Zbuntowane kury
Nastroszyły kury pióra
patrząc na butnego koguta
dość mamy jego rządów
niech szuka innego podwórka
idź kolorowy bałamucie
inne kury zwodzić i podrywać
kukuryku im piej co rano
nas już o świcie nie zrywaj
jesteś napuszony i dumny taki
pycha mocno cię rozpiera
nie lubiany jesteś przez inne ptaki
i żyłka w tyłek ciebie uwiera
kogut na to
przecież jestem wam potrzebny
by kurczęta się wylęgły
jestem mężnym dumnym ojcem
i w płodności bardzo doskonały
rozejrzały się kury dookoła
i stwierdziły że kogut rację ma
kochaj i szanuj nas wszystkie kogucie
tylko ciszej piej każdego dnia.
Komentarze (12)
Każdy ma swoje miejsce w kurniku kurki potrzebują
koguta, a kogut kurek...:)))pozdrawiam z uśmiechem :)

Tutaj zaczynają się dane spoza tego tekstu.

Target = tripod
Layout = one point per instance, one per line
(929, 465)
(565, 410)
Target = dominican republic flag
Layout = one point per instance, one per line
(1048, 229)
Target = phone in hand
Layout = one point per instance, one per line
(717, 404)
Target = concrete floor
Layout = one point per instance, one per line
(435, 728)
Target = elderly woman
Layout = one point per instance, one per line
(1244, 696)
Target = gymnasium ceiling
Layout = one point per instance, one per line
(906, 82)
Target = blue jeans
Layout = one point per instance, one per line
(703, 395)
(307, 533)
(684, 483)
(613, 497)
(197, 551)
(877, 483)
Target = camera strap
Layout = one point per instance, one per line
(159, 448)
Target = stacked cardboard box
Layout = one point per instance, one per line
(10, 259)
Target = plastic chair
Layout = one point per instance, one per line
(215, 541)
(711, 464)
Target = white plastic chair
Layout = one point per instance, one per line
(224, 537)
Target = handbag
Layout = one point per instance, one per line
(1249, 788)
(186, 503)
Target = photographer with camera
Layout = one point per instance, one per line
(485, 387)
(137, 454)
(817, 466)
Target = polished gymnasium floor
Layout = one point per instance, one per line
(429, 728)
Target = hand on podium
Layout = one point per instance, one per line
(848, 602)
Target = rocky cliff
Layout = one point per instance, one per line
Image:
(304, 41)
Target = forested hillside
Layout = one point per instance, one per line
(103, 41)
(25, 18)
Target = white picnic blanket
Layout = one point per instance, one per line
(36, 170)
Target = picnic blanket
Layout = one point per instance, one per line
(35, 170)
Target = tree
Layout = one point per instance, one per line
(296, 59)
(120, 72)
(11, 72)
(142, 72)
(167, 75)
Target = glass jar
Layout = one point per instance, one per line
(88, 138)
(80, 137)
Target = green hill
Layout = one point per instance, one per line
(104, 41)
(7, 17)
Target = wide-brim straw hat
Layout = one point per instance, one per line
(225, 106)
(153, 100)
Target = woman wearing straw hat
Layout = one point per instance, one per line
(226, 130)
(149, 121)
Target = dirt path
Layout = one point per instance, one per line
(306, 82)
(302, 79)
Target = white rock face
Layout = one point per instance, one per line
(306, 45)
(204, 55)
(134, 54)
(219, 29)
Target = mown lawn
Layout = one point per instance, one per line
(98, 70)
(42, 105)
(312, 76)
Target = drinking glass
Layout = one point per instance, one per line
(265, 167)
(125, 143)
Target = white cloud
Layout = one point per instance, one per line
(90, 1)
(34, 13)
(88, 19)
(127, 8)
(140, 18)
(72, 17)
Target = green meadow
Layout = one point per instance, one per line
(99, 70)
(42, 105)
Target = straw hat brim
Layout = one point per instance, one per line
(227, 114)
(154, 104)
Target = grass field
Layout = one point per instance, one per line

Podoba się refleksja i puenta. :)
Wiersz leciutki i z humorem.
Pozdrawiam serdecznie Halino. :)
Dobry wiersz z przeslaniem :)
z humorem i dobrą puentą.
Piękny , lekki ale z dobrym morałem.
Kura to mądry ptak. Wie, że niezgoda prowadzi do ruiny
stada. I tylko Homo sapiens tego nie wie.
Udanego wieczoru.
:)
I w kurniku możliwy kompromis; pozdrawiam serdecznie.
Fajny wiersz :))
Pozdrawiam serdecznie.
Wspaniałe podobieństwo do butnych i zarozumiałych
mężczyzn. W związku musi być zachowany szacunek i
zrozumienie. Jesteśmy sobie potrzebni. Pozdrawiam
czule z podobaniem:)
Z podobaniem przeczytałam. Pozdrawiam
W przyrodzie każde stworzenie jest potrzebne, no może
prawie np, takie
komary czy mole, chyba niekoniecznie :))
A kogut ma gorzej od kur, bo one znosząc jaja dłużej
pożyją, no chyba, że to jedyny kogut, to i on szybko
nie trafi do garnka.
Fajny, życiowy wiersz, tak poza tym.